Software -- computer programming -- is no different
than other
fields. It's been said, that a failure to protect
intellectual
property, in all it's many forms, against theft and misuse,
will
irreparably harm the economy, costing hundreds of billions in lost
profits,
and hundreds of thousands of lost jobs.
This apocalyptic prediction suggests
that an unseemly outcome of the
many legal battles being waged today (DeCSS,
RIAA, SCO, EU software
patents, etc) will inevitably lead to the downfall of
civilized society.
Some claim that the very term "IP" muddles or misrepresents
the issue.
Balderdash! It doesn't matter whether we call it copyright, or
patent,
or trade secret, or something else... in an essential and
fundamental
way, it's all the same: an idea has value. If you can't
benefit
from having an idea, why then have ideas at all?
Do you have any
idea how many millions of dollars it cost to bring
you the movie Lord of the
Rings? Well, junior, let me clue you
in: they spent all that money just
to make a profit!

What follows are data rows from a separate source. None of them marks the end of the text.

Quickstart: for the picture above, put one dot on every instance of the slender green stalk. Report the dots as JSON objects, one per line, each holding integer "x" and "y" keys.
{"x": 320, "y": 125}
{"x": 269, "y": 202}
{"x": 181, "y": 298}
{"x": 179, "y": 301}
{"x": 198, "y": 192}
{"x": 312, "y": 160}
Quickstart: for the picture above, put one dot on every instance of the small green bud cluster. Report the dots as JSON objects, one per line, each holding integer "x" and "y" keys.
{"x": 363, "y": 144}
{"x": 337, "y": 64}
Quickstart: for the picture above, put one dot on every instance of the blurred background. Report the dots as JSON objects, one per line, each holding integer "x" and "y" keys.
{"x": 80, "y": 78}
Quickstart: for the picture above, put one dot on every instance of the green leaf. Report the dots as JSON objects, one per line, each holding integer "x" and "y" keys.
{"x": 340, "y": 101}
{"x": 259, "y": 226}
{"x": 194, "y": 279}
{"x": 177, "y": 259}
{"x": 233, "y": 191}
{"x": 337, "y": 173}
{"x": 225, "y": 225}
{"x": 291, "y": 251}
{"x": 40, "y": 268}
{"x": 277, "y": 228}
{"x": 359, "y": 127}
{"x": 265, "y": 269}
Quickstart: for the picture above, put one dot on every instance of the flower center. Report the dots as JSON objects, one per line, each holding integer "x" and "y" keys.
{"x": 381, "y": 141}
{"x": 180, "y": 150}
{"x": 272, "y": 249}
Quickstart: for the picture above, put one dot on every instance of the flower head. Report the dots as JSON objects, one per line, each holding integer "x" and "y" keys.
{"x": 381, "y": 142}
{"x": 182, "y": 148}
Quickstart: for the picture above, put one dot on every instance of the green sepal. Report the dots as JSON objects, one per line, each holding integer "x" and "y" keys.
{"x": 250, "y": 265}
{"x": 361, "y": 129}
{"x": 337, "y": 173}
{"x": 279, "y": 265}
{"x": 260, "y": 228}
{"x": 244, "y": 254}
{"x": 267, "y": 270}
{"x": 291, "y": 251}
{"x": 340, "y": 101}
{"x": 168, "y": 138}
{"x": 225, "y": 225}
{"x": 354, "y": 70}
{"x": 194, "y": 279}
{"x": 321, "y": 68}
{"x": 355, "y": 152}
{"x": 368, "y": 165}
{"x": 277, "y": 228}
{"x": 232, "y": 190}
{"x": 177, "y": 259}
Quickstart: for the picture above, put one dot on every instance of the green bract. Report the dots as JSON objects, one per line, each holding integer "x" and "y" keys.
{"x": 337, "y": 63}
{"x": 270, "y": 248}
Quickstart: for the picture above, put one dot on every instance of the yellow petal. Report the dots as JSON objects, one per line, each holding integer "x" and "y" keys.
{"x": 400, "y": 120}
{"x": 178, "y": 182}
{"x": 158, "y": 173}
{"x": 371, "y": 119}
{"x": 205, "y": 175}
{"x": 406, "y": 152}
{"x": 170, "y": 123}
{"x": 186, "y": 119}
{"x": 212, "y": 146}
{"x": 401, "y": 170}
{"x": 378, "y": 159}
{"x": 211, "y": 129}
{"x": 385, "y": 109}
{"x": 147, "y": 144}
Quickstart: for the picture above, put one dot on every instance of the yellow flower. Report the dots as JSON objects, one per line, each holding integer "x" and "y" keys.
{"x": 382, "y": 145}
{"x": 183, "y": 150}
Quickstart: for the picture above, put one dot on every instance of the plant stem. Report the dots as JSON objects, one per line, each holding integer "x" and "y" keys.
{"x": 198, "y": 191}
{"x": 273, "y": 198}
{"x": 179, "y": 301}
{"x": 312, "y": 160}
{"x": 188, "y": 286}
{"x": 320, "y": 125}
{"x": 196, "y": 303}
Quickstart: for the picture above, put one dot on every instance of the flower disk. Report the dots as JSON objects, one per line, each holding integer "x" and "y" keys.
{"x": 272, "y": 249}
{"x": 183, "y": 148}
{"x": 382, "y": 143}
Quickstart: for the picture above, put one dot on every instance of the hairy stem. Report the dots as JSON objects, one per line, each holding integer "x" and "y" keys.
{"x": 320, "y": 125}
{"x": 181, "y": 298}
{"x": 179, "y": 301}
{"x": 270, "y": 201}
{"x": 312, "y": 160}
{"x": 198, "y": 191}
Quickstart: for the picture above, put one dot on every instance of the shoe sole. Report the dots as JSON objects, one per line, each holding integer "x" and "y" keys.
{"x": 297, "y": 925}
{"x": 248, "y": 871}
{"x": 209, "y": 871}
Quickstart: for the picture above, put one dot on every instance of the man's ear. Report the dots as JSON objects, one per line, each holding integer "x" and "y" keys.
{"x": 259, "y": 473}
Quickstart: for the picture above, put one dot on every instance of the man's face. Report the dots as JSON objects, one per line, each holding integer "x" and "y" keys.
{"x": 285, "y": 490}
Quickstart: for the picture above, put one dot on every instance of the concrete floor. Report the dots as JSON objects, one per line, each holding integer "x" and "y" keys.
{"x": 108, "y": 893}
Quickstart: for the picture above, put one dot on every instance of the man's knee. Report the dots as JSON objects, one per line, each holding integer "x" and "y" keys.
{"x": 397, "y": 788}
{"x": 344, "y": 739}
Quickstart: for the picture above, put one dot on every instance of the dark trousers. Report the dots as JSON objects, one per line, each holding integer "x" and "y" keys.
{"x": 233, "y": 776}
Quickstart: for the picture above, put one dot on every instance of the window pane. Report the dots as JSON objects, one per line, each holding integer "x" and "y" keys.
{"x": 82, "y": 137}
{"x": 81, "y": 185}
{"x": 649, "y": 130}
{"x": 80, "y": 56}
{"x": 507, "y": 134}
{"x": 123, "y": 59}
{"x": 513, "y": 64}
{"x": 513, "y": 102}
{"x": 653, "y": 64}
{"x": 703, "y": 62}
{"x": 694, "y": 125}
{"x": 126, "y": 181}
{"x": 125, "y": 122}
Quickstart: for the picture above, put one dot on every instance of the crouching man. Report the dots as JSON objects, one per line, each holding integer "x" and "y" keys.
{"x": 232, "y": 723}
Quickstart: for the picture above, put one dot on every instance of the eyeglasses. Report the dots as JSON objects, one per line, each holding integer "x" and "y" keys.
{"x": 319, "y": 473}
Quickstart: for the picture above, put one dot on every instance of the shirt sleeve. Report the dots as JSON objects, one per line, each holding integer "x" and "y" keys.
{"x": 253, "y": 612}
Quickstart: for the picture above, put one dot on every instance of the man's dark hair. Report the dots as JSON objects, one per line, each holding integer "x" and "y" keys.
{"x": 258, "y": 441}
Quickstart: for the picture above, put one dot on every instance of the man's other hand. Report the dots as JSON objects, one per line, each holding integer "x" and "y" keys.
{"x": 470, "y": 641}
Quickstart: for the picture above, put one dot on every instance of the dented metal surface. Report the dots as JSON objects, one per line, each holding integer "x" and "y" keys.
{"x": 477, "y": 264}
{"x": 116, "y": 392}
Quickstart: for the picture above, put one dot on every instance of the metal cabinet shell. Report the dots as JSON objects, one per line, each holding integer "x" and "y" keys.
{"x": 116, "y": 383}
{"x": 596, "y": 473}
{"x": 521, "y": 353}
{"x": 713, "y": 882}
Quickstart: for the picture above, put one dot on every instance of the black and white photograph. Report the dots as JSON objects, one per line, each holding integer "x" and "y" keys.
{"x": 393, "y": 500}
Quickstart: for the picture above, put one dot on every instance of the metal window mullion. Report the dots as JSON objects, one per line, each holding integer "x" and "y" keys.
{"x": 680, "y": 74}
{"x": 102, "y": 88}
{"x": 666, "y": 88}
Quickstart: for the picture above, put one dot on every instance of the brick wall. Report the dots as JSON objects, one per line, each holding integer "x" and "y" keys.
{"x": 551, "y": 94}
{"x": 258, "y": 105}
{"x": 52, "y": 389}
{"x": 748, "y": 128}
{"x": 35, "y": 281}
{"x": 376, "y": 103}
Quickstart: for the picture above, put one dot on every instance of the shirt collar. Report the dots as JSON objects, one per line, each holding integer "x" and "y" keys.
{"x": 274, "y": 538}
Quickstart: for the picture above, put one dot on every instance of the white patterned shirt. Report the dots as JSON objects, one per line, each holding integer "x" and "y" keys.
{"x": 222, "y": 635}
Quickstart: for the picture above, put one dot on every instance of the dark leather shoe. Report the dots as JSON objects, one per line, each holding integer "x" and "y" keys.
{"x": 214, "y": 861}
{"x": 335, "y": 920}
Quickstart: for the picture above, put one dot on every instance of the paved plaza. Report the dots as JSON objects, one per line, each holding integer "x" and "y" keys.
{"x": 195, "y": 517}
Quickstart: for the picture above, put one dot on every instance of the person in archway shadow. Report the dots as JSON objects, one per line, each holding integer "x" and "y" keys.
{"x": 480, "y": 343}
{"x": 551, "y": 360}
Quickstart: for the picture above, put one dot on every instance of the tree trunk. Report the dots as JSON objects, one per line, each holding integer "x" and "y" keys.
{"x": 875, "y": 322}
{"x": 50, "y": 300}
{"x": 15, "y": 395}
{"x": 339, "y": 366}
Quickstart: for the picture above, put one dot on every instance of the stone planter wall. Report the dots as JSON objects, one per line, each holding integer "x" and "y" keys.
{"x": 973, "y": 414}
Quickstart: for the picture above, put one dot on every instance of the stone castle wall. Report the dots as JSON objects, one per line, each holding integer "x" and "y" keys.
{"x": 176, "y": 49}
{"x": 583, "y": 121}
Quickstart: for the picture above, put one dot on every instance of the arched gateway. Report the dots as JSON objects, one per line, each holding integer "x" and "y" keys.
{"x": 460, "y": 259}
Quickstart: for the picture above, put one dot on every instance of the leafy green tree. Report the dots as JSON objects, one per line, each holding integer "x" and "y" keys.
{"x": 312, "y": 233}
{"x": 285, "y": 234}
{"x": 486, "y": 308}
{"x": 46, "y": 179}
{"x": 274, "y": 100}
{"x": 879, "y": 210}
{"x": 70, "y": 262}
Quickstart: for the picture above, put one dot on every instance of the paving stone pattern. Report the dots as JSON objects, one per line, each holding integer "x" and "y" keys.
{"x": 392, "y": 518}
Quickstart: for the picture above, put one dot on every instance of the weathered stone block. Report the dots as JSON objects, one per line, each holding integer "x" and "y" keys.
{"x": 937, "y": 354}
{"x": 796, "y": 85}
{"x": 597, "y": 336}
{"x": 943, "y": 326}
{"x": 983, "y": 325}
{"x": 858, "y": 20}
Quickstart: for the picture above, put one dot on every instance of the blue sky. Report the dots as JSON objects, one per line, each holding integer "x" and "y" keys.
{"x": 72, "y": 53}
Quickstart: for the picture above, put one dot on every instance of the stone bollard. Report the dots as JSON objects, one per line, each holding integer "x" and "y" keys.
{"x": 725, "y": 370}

It wasn't
done for some selfless "love" of the story, or
just for fun. All those
actors got paid, and let me tell you, those special
effects were
expensive!
Why would an author write a story, if he couldn't
sell the
story to a publisher, and thereby make a living? Why would a
publisher
buy the authors story and spend the money to print and
distribute the
book, unless he could profit thereby? What allows this to
happen, other
than copyright law?
Why would an inventor invent, without the
inducement of profit
afforded by the patent system? Would Ron Popeil have
invented
the P
ocket Fisherman if he couldn't have patented the idea, and made a
business
out if his invention?
The claim that the creators of copyright law had only
monetary
benefit in mind is arguable. But, what other benefit will lead
painters
to create million-dollar works of art, writers to create
best-selling
novels, inventors to create infomercial empires? What else would
induce
entrepreneurs to risk their savings to start new companies? What
else
will induce investment in R&D by corporations, or by the
government?
Well???
Do you suppose college professors and their
grad students would do
original research projects, if they were forced to
publish their
research findings for everyone else to read?
Can you
imagine if NASA were to openly post the pictures of Mars on
the web? It cost
billions of dollars to send the rovers tens of
millions of miles to another
planet. How could such an effort be
funded, if NASA were forced to just give
away the result for
free?
Imagine if a lawyer could study the stratagems
of old legal cases,
and just steal them to use in another case, without
paying the
necessary fee to the original case lawyer?
Imagine if you could
just "borrow" a book from a friend, and read it,
without buying your own copy?
How would publishers stay in business?
And yet some people (communists!) want to
"freely" share software; it
would be like having a building where you could just
go "borrow" any
book you wanted for free! Why even print books, if you
can't
sell them?
What would have happened if
Arthur Laurents, Jerome Robbins, and
Leonard Bernstein had been able
to just steal William Shakespeare's
work without negotiating a
license from, and paying his heirs?
Why would
musicians bother to write music, if you could just go to
some website and download it,
without the musician
getting so much as a "thank you"? Let alone, money
to pay for the hours they
invested in their creation!
Intellectual property must be
protected!!!
----- (Inspired by a comment I recently read, about how
science
is "going to adopt" the Open Source principle of sharing.
Well,
duh! That's what science has been doing for the last
couple
centuries. Especially note the "lawyer" bit... I'd love to have
a
discussion with an IP lawyer about this. *grin* )
--- Gratis is
nice, Libre is an inalienable right. [ Reply to This | # ]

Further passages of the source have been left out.